Drew Curren: It’s a long story. I met Mary Catherine and we started dating when we were both attending the CIA, the Culinary Institute of America, in Hyde Park, New York. We were trained in classic French techniques, and that’s when we first thought of one day opening a restaurant together. Fast forward to the present. We did a take on comfort food with 24 Diner, which is open round the clock, and then baked goods and charcuterie and things like that at Easy Tiger Bake Shop & Beer Garden. After that we felt we were finally ready to show Austin that you could do French food without it all being heavy brown sauces or butter or heavy cream. We wanted to focus on the light, clean side of French food.

PS: Austin doesn’t have an extremely strong tradition of French restaurants. Did you think there would be a learning curve?

DC: Absolutely, but our goal was to be very approachable. We don’t ever want to intimidate people or make them feel confused about the food. People like what they like, and if they want a steak and fries, it’s an easy jump to steak frites. You go from there. It’s up to us to show them that French food can be fantastic.

PS: Going back to the beginning, when did you know you wanted to be a chef?

DC: At the end of my fifth year of college, I took a study abroad program in Italy and that’s when I fell in love with food and wine. I had actually cooked my way through college, but I never realized it was a career option. When I came back from Italy, I called all my brothers and my parents and said, “Hey, I think I want to cook.” And they were all super supportive.

PS: And so you ended up enrolling at CIA?

DC: Yes. I was a little older than some students and I had already graduated from college and gotten some of the partying out of me, so I was able to really focus. I graduated valedictorian of my class and along the way I met some great people and cooked at some great restaurants. The day I graduated, I flew to Vietnam and cooked at some of the festivities they have every year celebrating the reunification in 1976 of northern and southern Vietnam. I met chefs from all over the world there. That was a key time for me because so much of this industry is about networking and meeting people.

PS: Do you have any particularly influential chefs or mentors?

DC: Floyd Cardoz was the first big-name chef that I cooked under when I was in Manhattan. He was with the huge Danny Meyer restaurant group, and what I really admired about him was he stressed the importance of taking care of your family first. After I left Floyd I worked for Jonathan Waxman. He had been one of the pioneers of California cuisine, fusing French cooking techniques with the freshest local ingredients. He brought that approach to New York in the eighties. I credit him with teaching me to write a menu every morning in the farmer’s market, and to not be afraid of changing my plans if the quality of the produce wasn’t there.

PS: When you decided to take the plunge, did you go to France or visit other French restaurants in Texas or the U.S.?

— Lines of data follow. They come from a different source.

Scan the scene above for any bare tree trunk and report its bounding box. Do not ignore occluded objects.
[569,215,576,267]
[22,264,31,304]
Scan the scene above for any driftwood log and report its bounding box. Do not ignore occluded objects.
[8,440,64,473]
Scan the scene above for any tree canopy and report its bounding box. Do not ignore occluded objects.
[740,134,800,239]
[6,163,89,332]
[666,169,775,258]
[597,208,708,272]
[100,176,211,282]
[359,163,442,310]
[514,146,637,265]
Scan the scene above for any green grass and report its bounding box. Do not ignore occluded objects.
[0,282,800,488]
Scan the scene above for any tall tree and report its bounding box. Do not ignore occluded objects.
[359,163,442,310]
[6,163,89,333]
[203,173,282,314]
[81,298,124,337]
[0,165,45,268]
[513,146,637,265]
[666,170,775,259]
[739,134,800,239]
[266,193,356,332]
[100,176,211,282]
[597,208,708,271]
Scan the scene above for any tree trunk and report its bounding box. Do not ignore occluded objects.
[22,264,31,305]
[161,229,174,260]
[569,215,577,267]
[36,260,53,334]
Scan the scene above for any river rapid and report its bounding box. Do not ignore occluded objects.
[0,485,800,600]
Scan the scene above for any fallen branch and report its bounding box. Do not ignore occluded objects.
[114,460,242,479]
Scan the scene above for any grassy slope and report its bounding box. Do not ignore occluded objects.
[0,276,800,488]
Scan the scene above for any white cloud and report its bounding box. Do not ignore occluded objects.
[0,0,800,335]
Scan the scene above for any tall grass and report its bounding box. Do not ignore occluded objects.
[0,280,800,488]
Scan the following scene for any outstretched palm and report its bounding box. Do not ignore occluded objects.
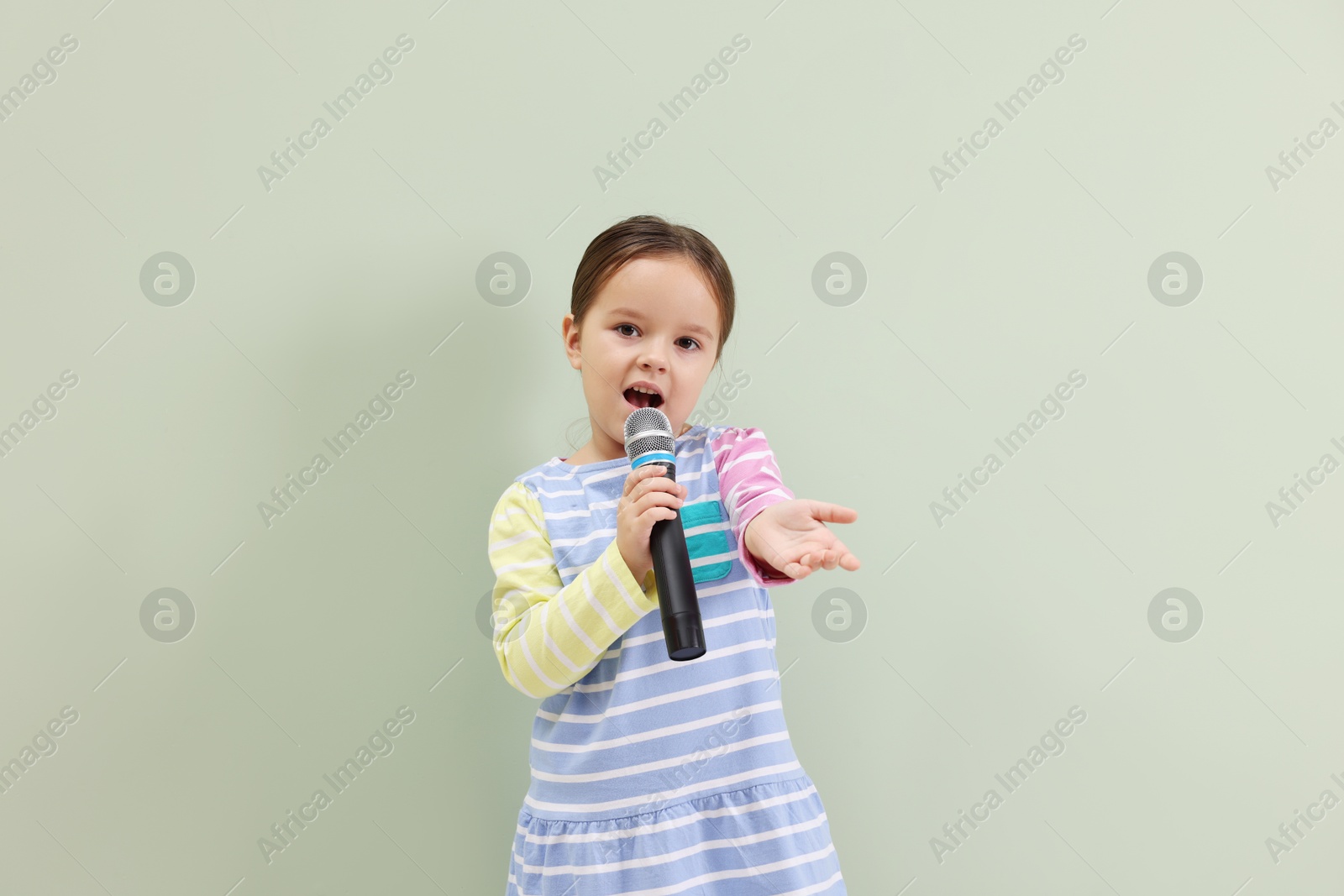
[743,498,858,579]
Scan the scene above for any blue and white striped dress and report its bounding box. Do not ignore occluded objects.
[506,426,847,896]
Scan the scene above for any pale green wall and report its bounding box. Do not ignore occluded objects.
[0,0,1344,896]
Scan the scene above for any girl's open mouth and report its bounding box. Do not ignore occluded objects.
[625,388,663,407]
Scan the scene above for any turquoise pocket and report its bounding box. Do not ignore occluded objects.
[681,500,732,582]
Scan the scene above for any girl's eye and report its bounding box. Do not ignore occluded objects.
[613,324,701,349]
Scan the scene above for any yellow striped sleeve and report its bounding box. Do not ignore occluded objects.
[489,482,659,697]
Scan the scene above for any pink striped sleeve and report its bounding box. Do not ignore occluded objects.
[710,426,793,587]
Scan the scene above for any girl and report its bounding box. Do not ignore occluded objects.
[489,215,858,896]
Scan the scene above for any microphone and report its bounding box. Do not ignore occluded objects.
[625,407,704,659]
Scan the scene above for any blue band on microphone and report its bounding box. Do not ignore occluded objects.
[630,451,676,469]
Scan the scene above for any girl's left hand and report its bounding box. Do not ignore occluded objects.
[742,498,858,579]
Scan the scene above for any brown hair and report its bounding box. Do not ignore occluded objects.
[570,215,735,361]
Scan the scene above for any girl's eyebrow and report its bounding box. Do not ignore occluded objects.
[609,307,714,338]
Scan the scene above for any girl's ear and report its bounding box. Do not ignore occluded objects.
[560,313,583,369]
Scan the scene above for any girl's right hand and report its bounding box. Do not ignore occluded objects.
[616,464,688,587]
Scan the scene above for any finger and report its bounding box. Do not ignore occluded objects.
[835,538,858,572]
[809,501,858,522]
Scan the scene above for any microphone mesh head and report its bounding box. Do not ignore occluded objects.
[625,407,676,462]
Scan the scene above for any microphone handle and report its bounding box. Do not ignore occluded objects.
[649,464,704,659]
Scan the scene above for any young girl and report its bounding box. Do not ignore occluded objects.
[489,215,858,896]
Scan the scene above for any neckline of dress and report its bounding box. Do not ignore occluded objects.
[551,423,704,473]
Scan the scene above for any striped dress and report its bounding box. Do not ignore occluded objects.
[489,425,847,896]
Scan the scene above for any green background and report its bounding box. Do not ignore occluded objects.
[0,0,1344,896]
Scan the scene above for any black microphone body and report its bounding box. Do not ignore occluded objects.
[625,407,706,661]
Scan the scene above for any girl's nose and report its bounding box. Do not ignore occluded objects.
[640,351,668,371]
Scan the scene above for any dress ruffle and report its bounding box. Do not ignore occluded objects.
[506,775,847,896]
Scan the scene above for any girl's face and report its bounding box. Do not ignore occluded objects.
[563,258,719,459]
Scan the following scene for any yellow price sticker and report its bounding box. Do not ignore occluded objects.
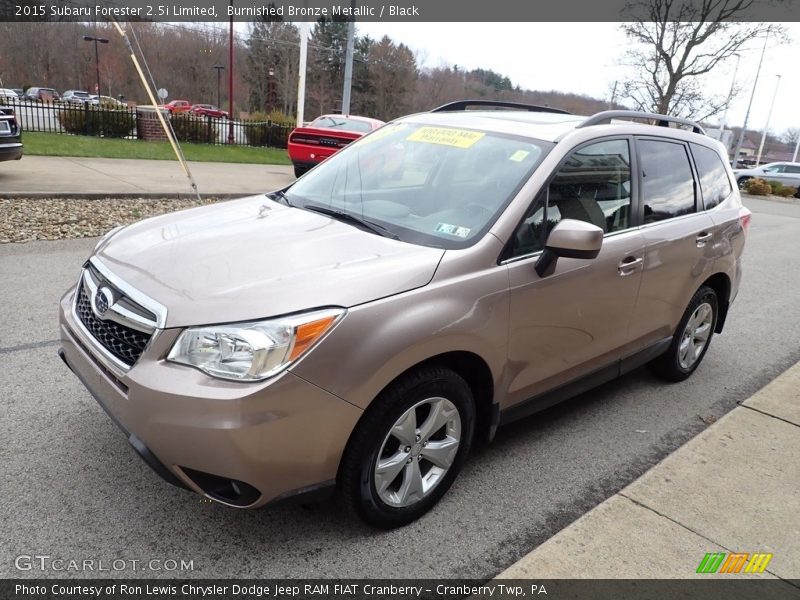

DC: I read a lot of cookbooks (laughs). I wanted to make sure that our restaurant was based on correct techniques and the classics. I didn’t want to make it whimsical or different just for the sake of being different. I spent a lot of time writing the menu—I must have written five before the one that we opened with.

PS: Do you have a favorite dish?

DC: I’m very excited about the frog’s legs. Growing up, my dad loved to order frog’s legs, so that’s a special dish for me. We do them in brown butter, garlic, and cherry tomatoes, and surprisingly enough, it’s one of our best sellers. My parents came in for their 47th wedding anniversary and I got to feed my dad frog’s legs off of my menu.

PS: Were you ever tempted to put jalapeños in anything to give it a familiar touch for Texas diners?

DC: Absolutely not! I want it to be approachable and comfortable, but I don’t want to bastardize French cuisine. I do like a little bit of heat in some of the dishes, but I would never attempt it to go Southwest or fusion or make it Texas French—that’s just not my style.

PS: How did you prepare psychologically for the opening of Arro?

DC: About two months before we opened, we went to New York—my three partners and our wives—and basically spent the entire time eating. And not just French restaurants, but restaurants that are known for their service. We had about a six-hour-long lunch at Bouley, one of those super old-school French dining rooms with cheese carts and bread carts and sommeliers and the whole thing. We started and ended with champagne, just to get really excited about what we were about to do.

PS: Did that play into your final concept for Arro?

DC: We took away so many things from that experience. To mention just one, we saw how even more important than training your crew is creating a culture where everyone on your staff wants to give the customers the best experience they could possibly have. That’s the hardest thing to teach but the most rewarding.